I explored the side of the North which was composed by a file of three wire strands, up
to height of fifty metres, but surrounded on its entire extension by shrubberies of bushy
privets and perfectly pruned in form of pillar. I walked some one hundred and fifty metres
without finding any door or palisade so I deduced that it was at the end of a property.
Trying to calm the contrariness that I felt for such unusual situation, I crossed through
the Southern side and I restarted the quest. This property was better limited due to I
discovered soon a thick mesh with rhombus wires, that permitted to glimpse the tangle of the
well-known privet.
The night was turning impenetrable, reducing the help of the small lantern, and for this
reason my pace was awkward and hesitant, while I revised inch by inch that tenebrous stretch
of the street Esquiú.
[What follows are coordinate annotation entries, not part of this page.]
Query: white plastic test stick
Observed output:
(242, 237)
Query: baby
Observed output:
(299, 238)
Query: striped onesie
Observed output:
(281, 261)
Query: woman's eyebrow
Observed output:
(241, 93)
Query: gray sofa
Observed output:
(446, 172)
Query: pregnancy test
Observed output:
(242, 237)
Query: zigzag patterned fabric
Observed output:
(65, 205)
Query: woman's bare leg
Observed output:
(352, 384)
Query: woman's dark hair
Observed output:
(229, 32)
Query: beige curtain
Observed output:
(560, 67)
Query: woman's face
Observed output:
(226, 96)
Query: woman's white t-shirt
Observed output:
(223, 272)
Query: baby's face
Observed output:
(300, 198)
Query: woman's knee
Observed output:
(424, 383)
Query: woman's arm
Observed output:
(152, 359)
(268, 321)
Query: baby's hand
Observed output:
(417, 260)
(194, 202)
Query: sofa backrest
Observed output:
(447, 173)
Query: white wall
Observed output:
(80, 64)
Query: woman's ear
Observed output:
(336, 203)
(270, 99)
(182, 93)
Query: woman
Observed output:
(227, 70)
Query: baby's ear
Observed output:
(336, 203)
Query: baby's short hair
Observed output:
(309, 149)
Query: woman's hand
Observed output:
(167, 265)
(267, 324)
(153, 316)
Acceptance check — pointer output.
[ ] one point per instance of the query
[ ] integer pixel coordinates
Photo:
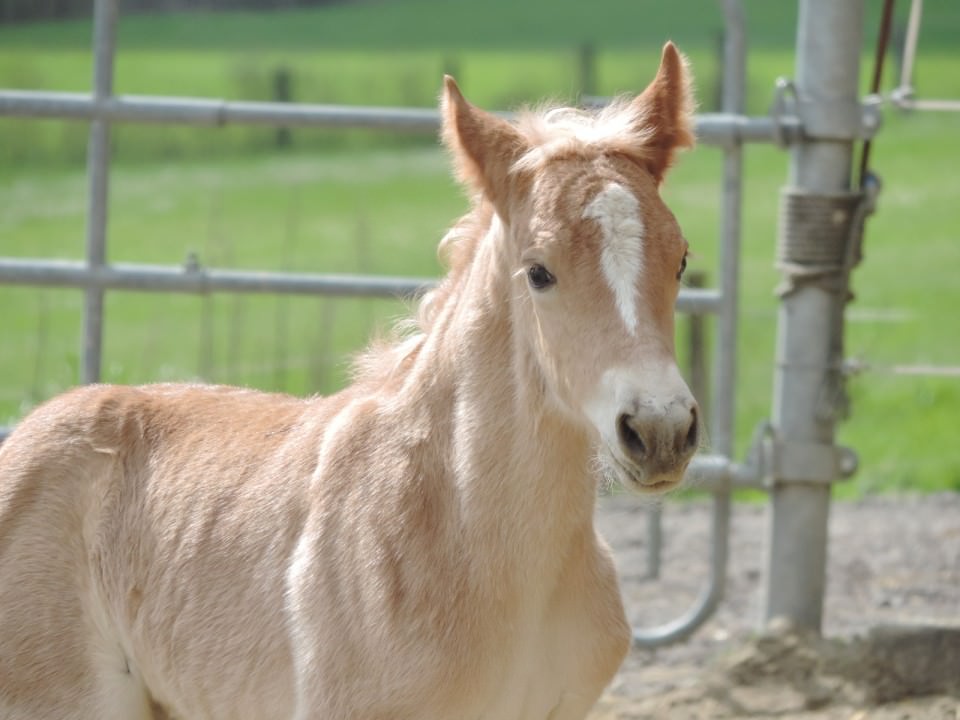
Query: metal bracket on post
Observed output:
(821, 118)
(771, 457)
(820, 235)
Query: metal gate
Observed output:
(728, 130)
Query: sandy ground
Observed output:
(893, 573)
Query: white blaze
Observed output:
(617, 211)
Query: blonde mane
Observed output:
(552, 133)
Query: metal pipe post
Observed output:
(810, 323)
(98, 170)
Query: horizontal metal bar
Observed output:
(216, 112)
(699, 301)
(712, 128)
(157, 278)
(197, 279)
(717, 473)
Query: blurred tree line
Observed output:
(26, 10)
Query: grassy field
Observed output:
(351, 203)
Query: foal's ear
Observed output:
(484, 146)
(665, 112)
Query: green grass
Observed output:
(353, 202)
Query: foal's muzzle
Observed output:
(660, 440)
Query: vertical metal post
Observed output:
(810, 321)
(98, 173)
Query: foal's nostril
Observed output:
(629, 437)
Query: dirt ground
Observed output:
(891, 633)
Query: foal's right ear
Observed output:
(484, 146)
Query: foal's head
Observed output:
(596, 258)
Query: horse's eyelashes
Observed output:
(539, 277)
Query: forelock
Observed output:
(562, 133)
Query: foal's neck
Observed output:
(520, 465)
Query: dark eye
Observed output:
(539, 277)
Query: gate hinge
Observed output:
(822, 118)
(773, 460)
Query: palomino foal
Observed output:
(419, 546)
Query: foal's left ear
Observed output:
(484, 146)
(665, 112)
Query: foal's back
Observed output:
(116, 502)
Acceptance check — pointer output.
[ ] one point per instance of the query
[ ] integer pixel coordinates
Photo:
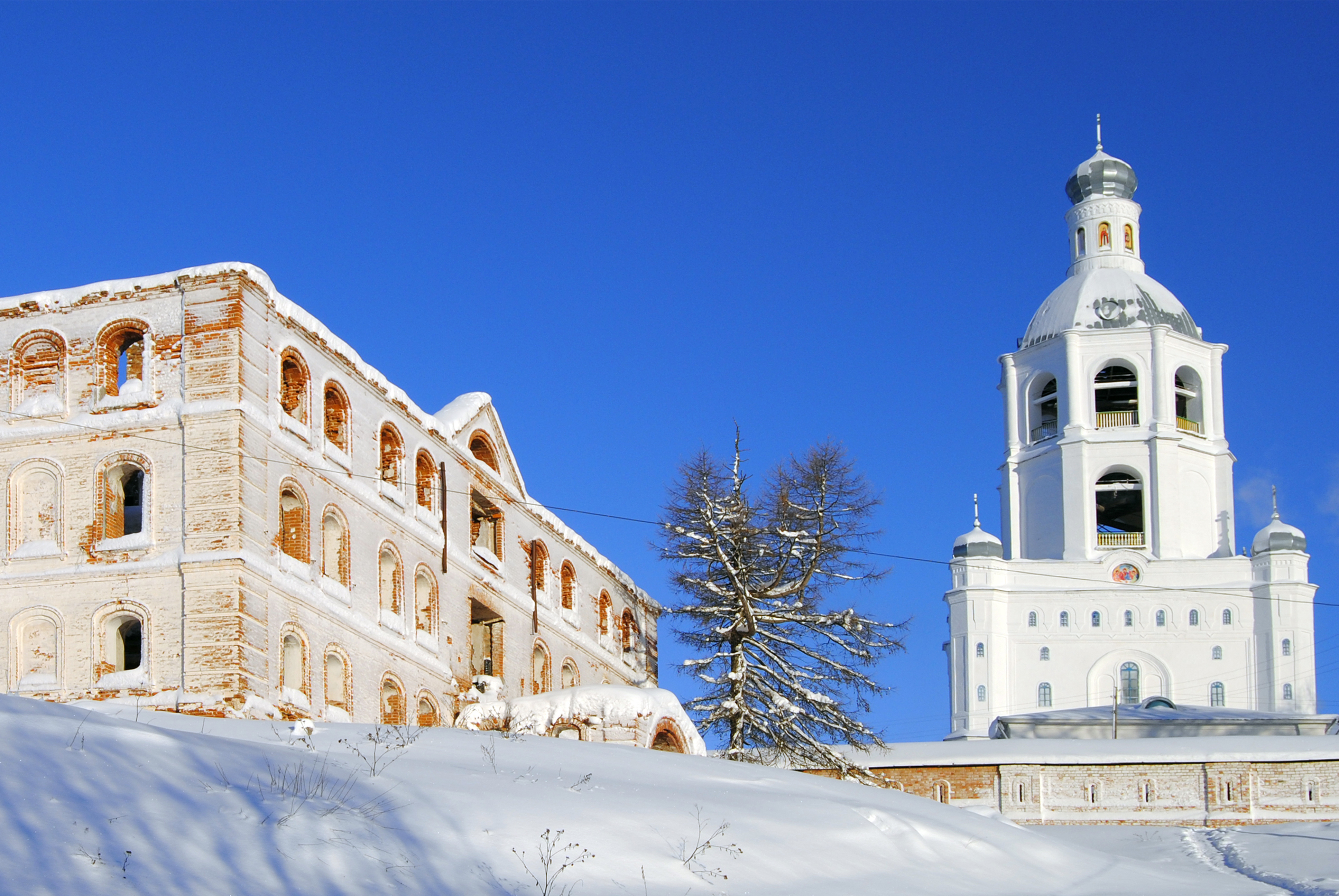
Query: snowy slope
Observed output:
(178, 804)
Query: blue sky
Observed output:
(635, 225)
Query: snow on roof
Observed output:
(1076, 752)
(612, 704)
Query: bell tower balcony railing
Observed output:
(1120, 540)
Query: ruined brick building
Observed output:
(213, 503)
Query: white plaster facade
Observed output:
(1113, 380)
(286, 560)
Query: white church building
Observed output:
(1117, 575)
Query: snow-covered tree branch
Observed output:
(784, 677)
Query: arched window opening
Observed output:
(485, 641)
(293, 525)
(293, 386)
(393, 452)
(485, 525)
(1190, 402)
(391, 583)
(425, 602)
(570, 586)
(335, 548)
(336, 417)
(125, 501)
(1116, 397)
(1045, 412)
(540, 670)
(425, 480)
(428, 713)
(393, 702)
(1120, 511)
(481, 447)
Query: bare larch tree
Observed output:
(785, 678)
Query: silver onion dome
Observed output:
(1101, 176)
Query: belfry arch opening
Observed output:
(1116, 397)
(1120, 511)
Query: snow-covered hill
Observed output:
(93, 804)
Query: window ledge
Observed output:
(135, 542)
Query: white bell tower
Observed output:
(1117, 567)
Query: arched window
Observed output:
(293, 670)
(1116, 397)
(294, 530)
(393, 702)
(390, 585)
(393, 452)
(1129, 683)
(293, 385)
(540, 670)
(425, 602)
(1120, 511)
(1190, 401)
(481, 447)
(1045, 409)
(425, 480)
(124, 504)
(336, 417)
(121, 354)
(570, 586)
(335, 547)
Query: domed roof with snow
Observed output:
(1101, 176)
(1109, 299)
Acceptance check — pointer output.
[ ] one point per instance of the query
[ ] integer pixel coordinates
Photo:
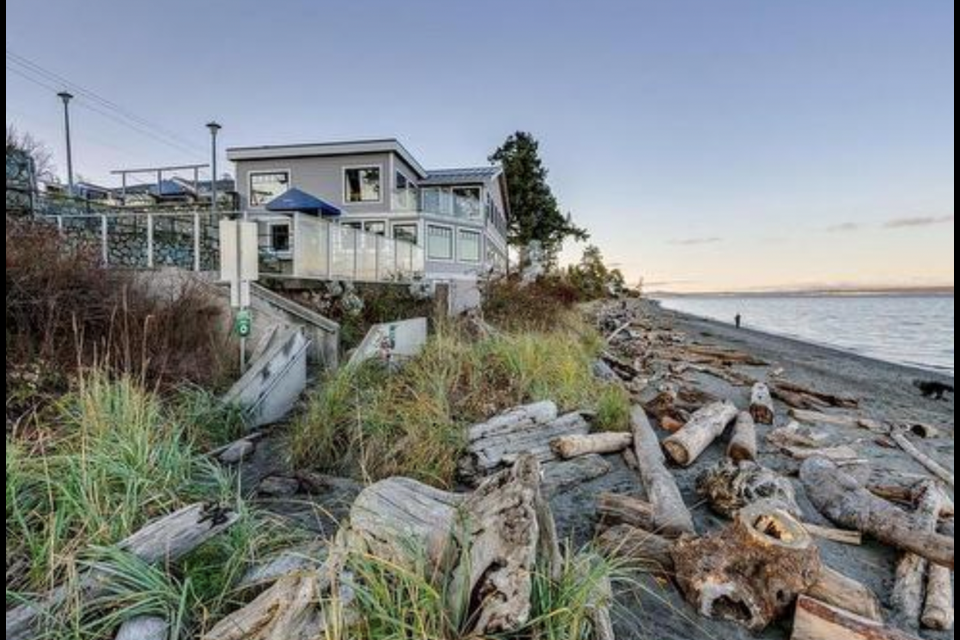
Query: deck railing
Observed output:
(321, 250)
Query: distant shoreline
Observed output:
(812, 293)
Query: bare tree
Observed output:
(37, 150)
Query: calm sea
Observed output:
(908, 329)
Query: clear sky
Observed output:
(707, 144)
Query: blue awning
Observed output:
(297, 201)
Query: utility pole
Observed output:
(67, 97)
(214, 128)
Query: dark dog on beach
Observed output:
(933, 389)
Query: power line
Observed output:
(95, 102)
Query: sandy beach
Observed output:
(887, 394)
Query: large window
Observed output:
(439, 243)
(470, 246)
(466, 202)
(377, 227)
(265, 186)
(407, 233)
(362, 185)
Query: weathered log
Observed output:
(743, 444)
(517, 419)
(839, 497)
(638, 548)
(671, 515)
(938, 611)
(840, 536)
(931, 465)
(838, 590)
(711, 574)
(854, 422)
(615, 509)
(908, 590)
(726, 356)
(761, 404)
(165, 540)
(286, 611)
(705, 426)
(729, 487)
(501, 448)
(829, 399)
(144, 628)
(568, 447)
(816, 620)
(560, 477)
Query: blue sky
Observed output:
(708, 144)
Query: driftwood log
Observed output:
(908, 590)
(168, 540)
(839, 497)
(671, 515)
(761, 404)
(489, 543)
(615, 509)
(729, 487)
(816, 620)
(743, 444)
(567, 447)
(900, 437)
(752, 572)
(838, 590)
(144, 628)
(705, 426)
(497, 444)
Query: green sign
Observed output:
(244, 324)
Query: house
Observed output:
(458, 217)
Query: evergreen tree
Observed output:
(535, 212)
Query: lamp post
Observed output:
(214, 128)
(67, 97)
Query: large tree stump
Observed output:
(816, 620)
(761, 404)
(752, 572)
(729, 487)
(705, 426)
(671, 515)
(839, 497)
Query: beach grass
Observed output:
(373, 424)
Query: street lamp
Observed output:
(67, 97)
(214, 128)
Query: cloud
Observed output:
(846, 227)
(918, 221)
(696, 242)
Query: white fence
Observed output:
(322, 250)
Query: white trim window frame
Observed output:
(380, 186)
(452, 231)
(266, 172)
(462, 234)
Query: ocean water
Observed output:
(915, 330)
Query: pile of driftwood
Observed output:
(481, 549)
(766, 565)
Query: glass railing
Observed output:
(320, 249)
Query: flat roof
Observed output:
(322, 149)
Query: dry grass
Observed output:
(373, 424)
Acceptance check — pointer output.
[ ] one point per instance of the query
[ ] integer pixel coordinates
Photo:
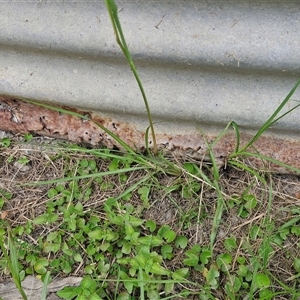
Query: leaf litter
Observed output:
(179, 204)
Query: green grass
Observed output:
(143, 226)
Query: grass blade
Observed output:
(113, 13)
(12, 261)
(273, 119)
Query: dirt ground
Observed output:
(29, 201)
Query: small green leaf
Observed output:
(87, 283)
(52, 193)
(205, 256)
(181, 241)
(211, 276)
(223, 262)
(250, 202)
(77, 257)
(96, 234)
(261, 281)
(181, 274)
(40, 265)
(230, 244)
(5, 142)
(167, 251)
(42, 219)
(151, 225)
(242, 271)
(266, 294)
(158, 269)
(297, 264)
(69, 293)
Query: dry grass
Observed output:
(189, 216)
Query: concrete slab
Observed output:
(203, 64)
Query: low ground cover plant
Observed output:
(148, 226)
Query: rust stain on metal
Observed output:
(20, 116)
When I was already despairing to find an entrance in that wall, occurred a
miracle: an enormous pipe gate and mesh emerged from the shadows almost at the end of the
street, at some ten metres from the ravine. I oriented the halo of the lantern inwards but, just
as I supposed, I didn’t see any construction but a path, formed by two parallel traces, that was
lost in the obscurity. At the left was appreciated a well maintained plantation of vines, small
and filed with racemes; at the right boundless seedlings of stocked orchard.